L'exemple s'appuie sur un cabinet composé de 2,5 avocats et de 1,5 secrétaire. Le cabinet est situé en province et son taux de charge s'élève à environ 60 % du chiffre d'affaires réalisé. Son taux horaire est de 150 euros hors taxe pour une facturation sur la base de 1.300 heures facturables.

Dans ces conditions, le « point mort horaire » du cabinet est estimé aux alentours de 100 euros .

Le montant de l'UV étant de 22,50 euros et cette UV étant censée correspondre à une demi-heure de travail de l'avocat, la rétribution de ce dernier au titre de l'AJ se monte à 45 euros de l'heure.

Un différentiel de 55 euros existe donc entre le « point mort horaire » du cabinet et la rétribution au titre de l'AJ. L'écart se creuse si la rétribution au titre de l'AJ est rapportée au taux horaire pris pour hypothèse (150 euros hors taxe) puisque le différentiel atteint alors 105 euros.

De cet exemple le CNB conclut que la charge de l'AJ est financée à hauteur de deux tiers environ par le cabinet d'avocat et de un tiers par l'Etat .

Par ailleurs, l'avocat à l'AJ travaille à perte, la rétribution horaire étant inférieure à son « point mort horaire ».

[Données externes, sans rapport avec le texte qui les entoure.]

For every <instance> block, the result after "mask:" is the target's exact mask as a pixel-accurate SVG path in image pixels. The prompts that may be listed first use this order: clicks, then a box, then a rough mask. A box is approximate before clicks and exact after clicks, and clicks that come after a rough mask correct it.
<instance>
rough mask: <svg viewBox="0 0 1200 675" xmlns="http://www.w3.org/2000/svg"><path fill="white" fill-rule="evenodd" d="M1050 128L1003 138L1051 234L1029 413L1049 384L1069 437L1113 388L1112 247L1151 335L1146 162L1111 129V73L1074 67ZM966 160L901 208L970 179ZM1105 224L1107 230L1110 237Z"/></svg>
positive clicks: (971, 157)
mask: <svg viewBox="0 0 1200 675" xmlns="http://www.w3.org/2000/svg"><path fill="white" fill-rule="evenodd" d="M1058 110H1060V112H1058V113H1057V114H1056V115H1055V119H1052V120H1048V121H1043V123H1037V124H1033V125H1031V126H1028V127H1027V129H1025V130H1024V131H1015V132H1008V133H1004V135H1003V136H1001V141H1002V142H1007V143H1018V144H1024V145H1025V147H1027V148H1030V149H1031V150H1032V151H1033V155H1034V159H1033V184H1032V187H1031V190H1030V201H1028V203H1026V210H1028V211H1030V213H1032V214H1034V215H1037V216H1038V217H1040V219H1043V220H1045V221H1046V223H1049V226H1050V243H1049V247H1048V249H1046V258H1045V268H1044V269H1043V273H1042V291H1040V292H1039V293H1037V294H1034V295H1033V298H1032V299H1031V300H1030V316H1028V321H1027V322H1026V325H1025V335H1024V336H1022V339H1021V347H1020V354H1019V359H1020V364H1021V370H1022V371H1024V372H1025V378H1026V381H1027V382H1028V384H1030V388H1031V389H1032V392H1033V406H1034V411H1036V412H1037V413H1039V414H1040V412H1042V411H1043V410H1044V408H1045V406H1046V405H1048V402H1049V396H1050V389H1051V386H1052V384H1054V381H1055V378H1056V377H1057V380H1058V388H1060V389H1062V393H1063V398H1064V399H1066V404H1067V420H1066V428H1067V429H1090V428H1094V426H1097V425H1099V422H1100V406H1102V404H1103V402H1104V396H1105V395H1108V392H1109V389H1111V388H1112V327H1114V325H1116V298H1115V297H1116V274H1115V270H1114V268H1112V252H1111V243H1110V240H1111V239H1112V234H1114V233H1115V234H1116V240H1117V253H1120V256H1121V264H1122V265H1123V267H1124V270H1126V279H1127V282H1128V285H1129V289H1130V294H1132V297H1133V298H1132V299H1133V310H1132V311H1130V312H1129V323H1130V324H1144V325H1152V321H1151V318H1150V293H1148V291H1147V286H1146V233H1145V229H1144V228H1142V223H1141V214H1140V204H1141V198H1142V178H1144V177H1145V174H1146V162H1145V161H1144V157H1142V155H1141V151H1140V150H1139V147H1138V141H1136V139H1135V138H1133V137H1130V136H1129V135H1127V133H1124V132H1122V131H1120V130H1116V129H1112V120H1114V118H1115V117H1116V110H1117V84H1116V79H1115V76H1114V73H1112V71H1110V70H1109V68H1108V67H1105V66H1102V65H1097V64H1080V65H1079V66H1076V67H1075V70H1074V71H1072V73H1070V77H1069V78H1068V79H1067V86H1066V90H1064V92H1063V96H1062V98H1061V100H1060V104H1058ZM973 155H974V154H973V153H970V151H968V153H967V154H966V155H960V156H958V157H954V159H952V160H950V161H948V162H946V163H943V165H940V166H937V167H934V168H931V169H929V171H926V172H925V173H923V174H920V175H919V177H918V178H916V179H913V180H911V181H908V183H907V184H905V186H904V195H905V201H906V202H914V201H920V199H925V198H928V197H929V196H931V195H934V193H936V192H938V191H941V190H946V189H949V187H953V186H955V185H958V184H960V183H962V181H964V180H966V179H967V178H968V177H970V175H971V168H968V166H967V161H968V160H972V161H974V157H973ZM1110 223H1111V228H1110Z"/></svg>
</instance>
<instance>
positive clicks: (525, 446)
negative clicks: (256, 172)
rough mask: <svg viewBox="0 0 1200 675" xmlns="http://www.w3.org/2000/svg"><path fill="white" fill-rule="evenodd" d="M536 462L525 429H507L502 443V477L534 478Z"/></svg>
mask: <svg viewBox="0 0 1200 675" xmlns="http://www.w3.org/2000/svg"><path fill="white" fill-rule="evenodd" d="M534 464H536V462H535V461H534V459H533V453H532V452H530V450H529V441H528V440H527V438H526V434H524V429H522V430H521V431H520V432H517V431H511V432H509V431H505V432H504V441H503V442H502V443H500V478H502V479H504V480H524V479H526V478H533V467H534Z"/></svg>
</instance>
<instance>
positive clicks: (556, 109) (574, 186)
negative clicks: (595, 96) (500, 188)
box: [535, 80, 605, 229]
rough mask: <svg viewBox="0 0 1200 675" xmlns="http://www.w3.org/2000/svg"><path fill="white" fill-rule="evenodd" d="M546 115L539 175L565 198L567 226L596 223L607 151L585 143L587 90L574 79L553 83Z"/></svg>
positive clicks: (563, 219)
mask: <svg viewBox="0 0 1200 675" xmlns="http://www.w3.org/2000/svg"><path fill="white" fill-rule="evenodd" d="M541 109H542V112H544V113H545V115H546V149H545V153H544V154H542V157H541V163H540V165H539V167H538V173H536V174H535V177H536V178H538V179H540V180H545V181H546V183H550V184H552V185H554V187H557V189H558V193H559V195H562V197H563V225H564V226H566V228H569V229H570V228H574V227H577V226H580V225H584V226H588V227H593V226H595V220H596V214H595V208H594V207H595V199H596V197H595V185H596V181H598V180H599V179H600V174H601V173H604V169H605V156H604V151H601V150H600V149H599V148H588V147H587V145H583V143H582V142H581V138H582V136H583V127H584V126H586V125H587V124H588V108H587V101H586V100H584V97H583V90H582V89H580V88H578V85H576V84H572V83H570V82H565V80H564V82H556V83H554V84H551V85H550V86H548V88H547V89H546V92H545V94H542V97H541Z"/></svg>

Dans le même rapport, le CNB précise que le nombre d'avocats ayant exercé des missions à l'AJ a augmenté régulièrement au cours des dernières années (de 1,8 point entre 2002 et 2005). Afin d'expliquer cette tendance à la hausse et ce paradoxe apparent (l'avocat travaille à perte sur les missions d'AJ, mais de plus en plus d'avocats font de l'AJ), il souligne qu'« à défaut d'être correctement indemnisée, les missions accomplies au titre de l'AJ ont l'avantage de générer facilement un volume d'activité et, une fois enclenchées, d'être effectivement payées. Avantage pour les cabinets individuels qui trouvent ainsi une source de revenus sûre. ».

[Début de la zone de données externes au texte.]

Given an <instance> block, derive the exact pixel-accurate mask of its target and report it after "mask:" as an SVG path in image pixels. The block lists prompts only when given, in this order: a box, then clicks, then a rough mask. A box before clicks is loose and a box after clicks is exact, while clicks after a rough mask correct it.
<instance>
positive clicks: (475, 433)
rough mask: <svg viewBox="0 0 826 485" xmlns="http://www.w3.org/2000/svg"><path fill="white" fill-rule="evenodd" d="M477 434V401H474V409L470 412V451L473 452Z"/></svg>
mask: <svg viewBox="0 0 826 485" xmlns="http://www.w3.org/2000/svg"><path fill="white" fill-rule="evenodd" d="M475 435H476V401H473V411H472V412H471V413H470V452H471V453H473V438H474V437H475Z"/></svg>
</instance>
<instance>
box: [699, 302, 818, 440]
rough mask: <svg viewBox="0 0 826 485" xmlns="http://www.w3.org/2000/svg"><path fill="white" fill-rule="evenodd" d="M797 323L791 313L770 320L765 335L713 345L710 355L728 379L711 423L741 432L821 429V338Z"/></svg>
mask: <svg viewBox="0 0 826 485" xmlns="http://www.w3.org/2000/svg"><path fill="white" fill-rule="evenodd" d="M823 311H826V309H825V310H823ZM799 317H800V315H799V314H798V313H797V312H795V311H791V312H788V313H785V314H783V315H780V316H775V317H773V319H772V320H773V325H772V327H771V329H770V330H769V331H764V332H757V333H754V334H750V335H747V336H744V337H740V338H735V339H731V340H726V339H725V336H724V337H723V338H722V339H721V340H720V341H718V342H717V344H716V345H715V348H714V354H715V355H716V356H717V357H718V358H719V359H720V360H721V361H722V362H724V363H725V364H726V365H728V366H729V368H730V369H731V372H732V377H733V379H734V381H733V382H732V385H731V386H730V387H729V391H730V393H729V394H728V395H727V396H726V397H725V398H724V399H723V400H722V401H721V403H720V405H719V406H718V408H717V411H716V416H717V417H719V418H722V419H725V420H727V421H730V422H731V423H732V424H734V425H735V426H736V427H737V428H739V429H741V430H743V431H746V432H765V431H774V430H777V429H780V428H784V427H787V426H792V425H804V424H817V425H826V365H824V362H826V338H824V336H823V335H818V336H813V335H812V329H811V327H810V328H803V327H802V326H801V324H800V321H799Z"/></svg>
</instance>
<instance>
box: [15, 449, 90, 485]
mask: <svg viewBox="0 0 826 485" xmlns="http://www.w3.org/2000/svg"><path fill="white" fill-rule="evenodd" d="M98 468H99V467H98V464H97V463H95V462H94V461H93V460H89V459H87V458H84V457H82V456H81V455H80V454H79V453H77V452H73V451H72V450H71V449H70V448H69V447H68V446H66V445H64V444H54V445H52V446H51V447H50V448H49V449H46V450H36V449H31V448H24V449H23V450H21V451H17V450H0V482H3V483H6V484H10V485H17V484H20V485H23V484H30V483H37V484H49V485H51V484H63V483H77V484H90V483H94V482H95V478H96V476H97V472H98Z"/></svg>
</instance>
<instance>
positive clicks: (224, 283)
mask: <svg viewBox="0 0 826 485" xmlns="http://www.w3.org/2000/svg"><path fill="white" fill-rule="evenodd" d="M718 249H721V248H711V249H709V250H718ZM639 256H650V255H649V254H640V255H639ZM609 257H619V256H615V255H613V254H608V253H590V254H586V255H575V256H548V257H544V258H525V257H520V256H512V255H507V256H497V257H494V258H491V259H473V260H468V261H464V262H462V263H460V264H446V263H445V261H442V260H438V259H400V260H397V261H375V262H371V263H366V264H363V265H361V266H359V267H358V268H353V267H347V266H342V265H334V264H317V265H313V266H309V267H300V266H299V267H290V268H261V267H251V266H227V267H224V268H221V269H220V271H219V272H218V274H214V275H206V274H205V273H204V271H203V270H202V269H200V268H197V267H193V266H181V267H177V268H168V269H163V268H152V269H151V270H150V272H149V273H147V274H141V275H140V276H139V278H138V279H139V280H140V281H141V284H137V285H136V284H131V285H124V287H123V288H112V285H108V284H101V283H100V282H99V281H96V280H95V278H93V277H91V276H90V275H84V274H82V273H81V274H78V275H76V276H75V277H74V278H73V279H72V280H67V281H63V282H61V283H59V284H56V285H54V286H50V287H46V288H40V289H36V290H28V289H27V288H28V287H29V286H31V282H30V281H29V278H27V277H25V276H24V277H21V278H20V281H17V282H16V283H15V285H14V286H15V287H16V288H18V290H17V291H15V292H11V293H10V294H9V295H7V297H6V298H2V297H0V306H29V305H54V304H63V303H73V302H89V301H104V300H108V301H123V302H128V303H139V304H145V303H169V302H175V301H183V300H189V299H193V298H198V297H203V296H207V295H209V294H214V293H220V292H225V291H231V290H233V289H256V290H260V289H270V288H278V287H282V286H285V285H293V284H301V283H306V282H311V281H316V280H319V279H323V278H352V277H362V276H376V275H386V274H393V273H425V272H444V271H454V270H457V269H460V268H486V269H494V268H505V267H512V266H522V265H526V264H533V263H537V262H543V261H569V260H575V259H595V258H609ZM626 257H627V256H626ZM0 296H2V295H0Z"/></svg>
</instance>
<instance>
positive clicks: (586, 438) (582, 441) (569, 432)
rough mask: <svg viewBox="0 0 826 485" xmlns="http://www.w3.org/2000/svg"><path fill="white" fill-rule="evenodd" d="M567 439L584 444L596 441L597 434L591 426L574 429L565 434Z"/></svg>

Par ailleurs, votre rapporteur spécial estime que, dans une logique strictement économique, l'existence de l'AJ permet également de solvabiliser une demande de justice, qui ne pourrait probablement que difficilement s'exprimer sans la contribution financière de l'Etat .

* 30 Conseil national des barreaux (CNB), Observatoire de l'aide juridictionnelle, Cahiers n° IV (septembre 2006).

* 31 CNB, Observatoire de l'aide juridictionnelle, Cahiers n° IV (septembre 2006).

* 32 Ce résultat est obtenu en regroupant les classes correspondant aux avocats ayant réalisé plus de 61 missions au cours de l'année.